Diantaranya : 1. Menentukan
lakon/cerita, kecuali ada permintaan lain,
2.
bertanggungjawab menentukan pemain (casting), mbagi dapu’an/peran (utama,
pendukung, dan figuran) dengan melalui tahapan (bila dimungkinkan),
a. analisa (naskah) lakon/cerita
b. menentukan karakter peran/tokoh
c.
berlatih/melatih pemain
3.
bertanggungjawab mengkoordinasikan segala perangkat pendukung
pertunjukan/pementasan.
a. unsur
suara – selain dialog pemain di pangung. Ilustrasi/iringan, efek suara
pendukung (teknis) lainnya.
b. unsur
artistik/visual – menentukan setting dan properti panggung, adegan per adegan.
Menetukan kostum dan properti pemain, menentukan ake up, menetukan tata cahaya
(pangung), pertunjukan, efek pendukung (teknis) visual yang dibutuhkan.
SUTRADARA
LUDRUK
Jujur saja, sutradara ludruk sekarang 99 % tidak menjalankan
langkah-langkah di atas. Sya berani memastikan bahwa mereka bukan tidak
mengerti, tetapi merka abai – kurang bertanggungjawab terhadap profesinya –
setengah hati menjalankan tugasnya.
Celakanya hal ini (men)jadi tradisi di kalangan mereka. Maka kalau
boleh dibilang ludruk (sekarang) tanpa sutradara. Yang ada hanya tukang
ngeteks. Sebutan n(T)iDi pun krang pantas disandang. Kalau pengertian TD adalah
Tonil Director yang juga berarti sutradara tonil (drama). Setelah ngeteks/nulis
ploting/urutan adegan dan siapa-siapa pemerannya, selesai. Lalu paes/make up
sesuai kebutuhan(nya) tidak lagi (merasa) bertanggungjawab dengan apa yang
berlangsung di atas pentas. Apalagi kalau tidak terlibat peran/tampil – mereka
bisa berangkat tidur, kongkow-kongkow, nongkrong di warung kopi bahkan pergi
entah kemana. Ironisnya semangat ini diadopsi hampir semua awak ludruk.
Sudah lazim/biasa awak ludruk berangkat ke tempat pertunjukan
belum tahu nani mau jadi apa – bagaimana mereka bisa observasi tentang
peran/dapu’annya.
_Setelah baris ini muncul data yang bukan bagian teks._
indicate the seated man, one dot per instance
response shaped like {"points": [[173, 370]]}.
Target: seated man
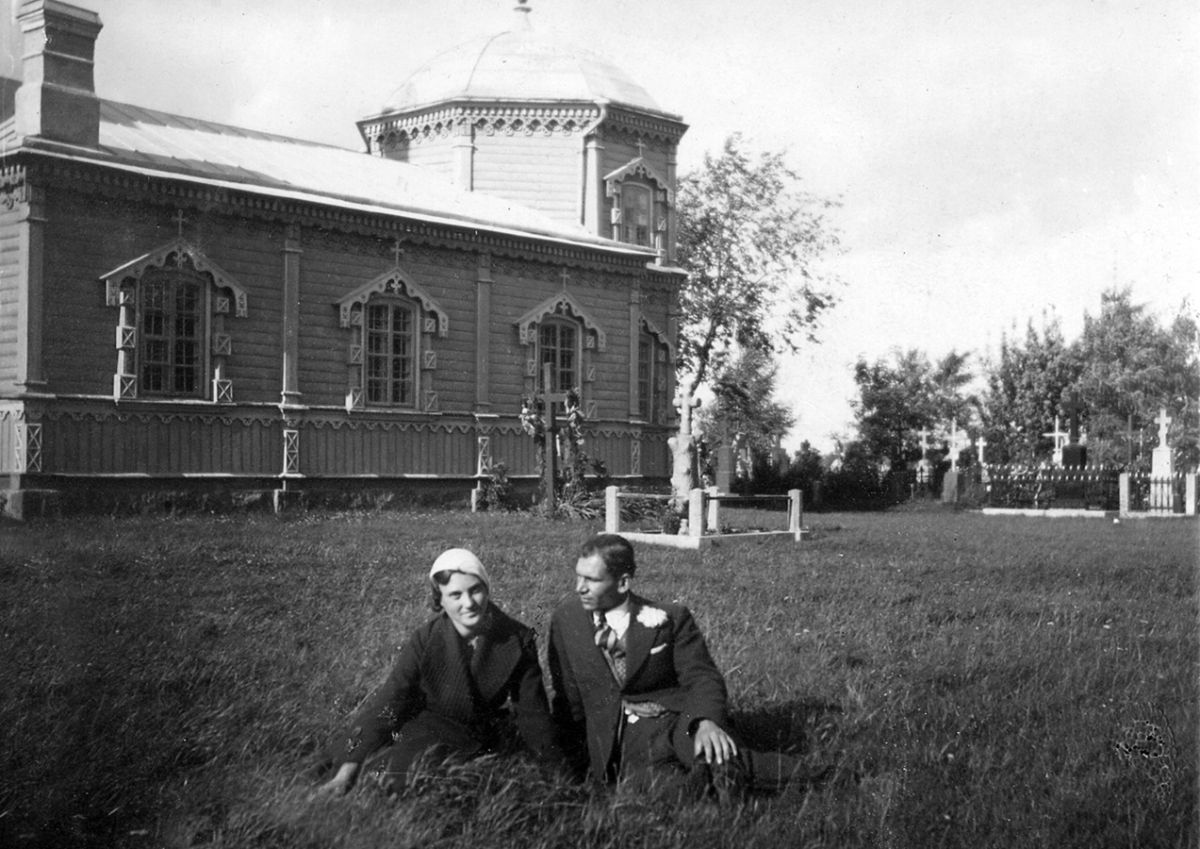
{"points": [[635, 680]]}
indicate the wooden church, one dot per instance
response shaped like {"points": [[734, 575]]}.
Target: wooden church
{"points": [[197, 311]]}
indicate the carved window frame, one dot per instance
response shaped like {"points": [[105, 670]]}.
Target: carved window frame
{"points": [[659, 371], [125, 288], [395, 287], [640, 175], [385, 359]]}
Akibatnya pertunjukan menjadi seperti ngglndhung semprong – berlangsung ala kadarnya. Karena
sutradaranyapun tidak memiliki pemikiran yang inovatif, membuat
terobosan-terobosan untuk memberi nilai lebih pada lakon ‘lawas’ yang akan
dipentaskan. Bahkan tanggungjawab, mengawasi/mengontrol, setidaknya agar
pertunjukan berlangsung bener – apalagi baik dan lebih baik lagi diangap tidak
lagi penting! Tradisi penuangan (pengarahan sutradara kepada pemain dan seluruh
SDM pendukung pementasan) juga nyaris tidak lagi pernah dilakukan, kecuali pada
event tertentu, ada yang bertanya, pemain baru/tamu.
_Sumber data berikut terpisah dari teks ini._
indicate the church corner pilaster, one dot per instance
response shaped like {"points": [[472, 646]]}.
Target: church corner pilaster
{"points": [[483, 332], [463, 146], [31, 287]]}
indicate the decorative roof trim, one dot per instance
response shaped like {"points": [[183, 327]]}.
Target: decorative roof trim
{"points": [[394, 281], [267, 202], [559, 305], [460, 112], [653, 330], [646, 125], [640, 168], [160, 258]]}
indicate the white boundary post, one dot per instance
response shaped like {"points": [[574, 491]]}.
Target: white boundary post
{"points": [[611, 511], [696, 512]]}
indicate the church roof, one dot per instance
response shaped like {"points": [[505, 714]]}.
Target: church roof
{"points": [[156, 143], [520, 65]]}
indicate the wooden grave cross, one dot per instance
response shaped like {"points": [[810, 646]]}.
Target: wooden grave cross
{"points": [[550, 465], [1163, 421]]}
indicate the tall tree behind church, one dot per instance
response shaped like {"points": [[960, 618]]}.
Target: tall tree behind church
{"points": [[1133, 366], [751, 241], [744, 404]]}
Semangat SUBLIMATIF suah hilang di hampir semua konco-konco ludruk
sekarang. Orientasi karya mereka sebatas kapitalisme yang sempit, tanpa
idealisme kreatif sebagai seniman – bisa jadi mereka mandeg hanya sebagai buruh
kesenian.
LUDRUK
“SEKARANG” LUPA MEMBACA ZAMAN
Kondisi seperti di atas sangat mungkin mewarisi para pendahulu,
seperti kita tahu ludruk pernah mengalami ketercerabutan dari masa keemasannya
(setelah era 1965) dipaksa melewati masa kegelapan lalu digiring memasuki orde
dilarang pinter – kreativitas dibatasi, kesenian hanya boleh jadi hiburan,
seniman dikontrol kekuasaan – estetika, hitam-putih, boleh idak, benar dan
salah, penguasa yang menentukan.
Di hampir 30 tahun itu seniman (ludruk) banyak yang cari aman,
mengabaikan kreativitas (karena kreatif dicurigai) mereka dikondisikan menjadi
pupuk bawang jaman. Dikintirkan arus deras industrialisme. Ludruk dijerumuskan
jadi skedar hiburan, tidak ada lagi yang lebih berarti dari sekedar
ha-ha-hi-hi… (deeer) penonton. Entah karena sudah terlanjur bermental buruh
(sing penting bayaran) atau ketakutan/kehati-hatian yang berlebihan. Kesalahan
kaedah estetis terkecil sekalipun luput dari koreksi kreatif para praktisi
ludruk itu sendiri. Celakanya, kesalahan-kesalahan yang sering terjadi akhirnya
dianggap sebagai suatu kewajaran, rutinitas diangap biasa, kemandegan diterima
sebagai dinamika. Seperti menarik benang kusut, sedikit saja melenceng (salah)
di ujung akan semakin lebar di kemudian dan semakin awur-awuran.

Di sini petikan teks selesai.